02-03-2011 Entrevista

No Dia Internacional da Mulher, o CICV destaca a violência sexual em conflitos armados. Este fenômeno é muito comum, mas não é inevitável. Nadine Puechguirbal é conselheira do CICV para mulheres e a guerra. Nesta entrevista, fala sobre a violência sexual em conflitos, como pode ser reduzida e o que o CICV está fazendo para ajudar as vítimas a reconstruírem suas vidas.

 
 
   
Nadine Puechguirbal 
       
   
©CICV / C.Von Toggenburg / co-e-00829  
   
 
   

   

 A violência sexual acontece em todos os conflitos?  

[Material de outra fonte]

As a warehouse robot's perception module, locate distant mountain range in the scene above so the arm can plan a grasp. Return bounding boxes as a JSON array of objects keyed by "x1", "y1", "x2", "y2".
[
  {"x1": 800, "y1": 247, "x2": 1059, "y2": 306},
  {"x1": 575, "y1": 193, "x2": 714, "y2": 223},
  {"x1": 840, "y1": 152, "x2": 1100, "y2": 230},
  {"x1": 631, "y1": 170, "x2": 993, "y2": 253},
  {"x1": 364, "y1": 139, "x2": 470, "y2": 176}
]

Histórias terríveis de estupro e outras formas de violência sexual surgem de quase todos os conflitos armados.De fato, o escopo do problema há muito tempo vem sendo subestimado. Isso se deve, principalmente, porque as mulheres quase sempre mantêm o silêncio sobre a experiência que tiveram, temendo que suas famílias e comunidades as rejeitem. Como resultado, é difícil definir a predominância da violência sexual em um dado conflito. O que de fato sabemos é que a violência sexual é generalizada e que em alguns conflitos é usada como método de guerra.

 

O que isso significa na prática?  

Quando as forças ou grupos armados usam a violência sexual para dominar as comunidades, assustá-los e obrigá-los a se deslocar, isso constitui um método de guerra. Ao violentar as mulheres, os portadores de armar humilham e desmoralizam os homens que foram incapazes de protegê-las. O estrago causado à cultura e à vida da comunidade persiste por gerações. Um dos exemplos mais trágicos ocorreu nos Bálcãs na década de 90, quando os estupros e os casos de gravidez forçada sistemáticos foram usados com a intenção de destruir a identidade particular de grupos étnicos. Tanto aí como em Ruanda, essas práticas foram usadas como ferramentas de limpeza étnica, como se pôde ouvir nos tribunais de guerra de Haia e Arusha.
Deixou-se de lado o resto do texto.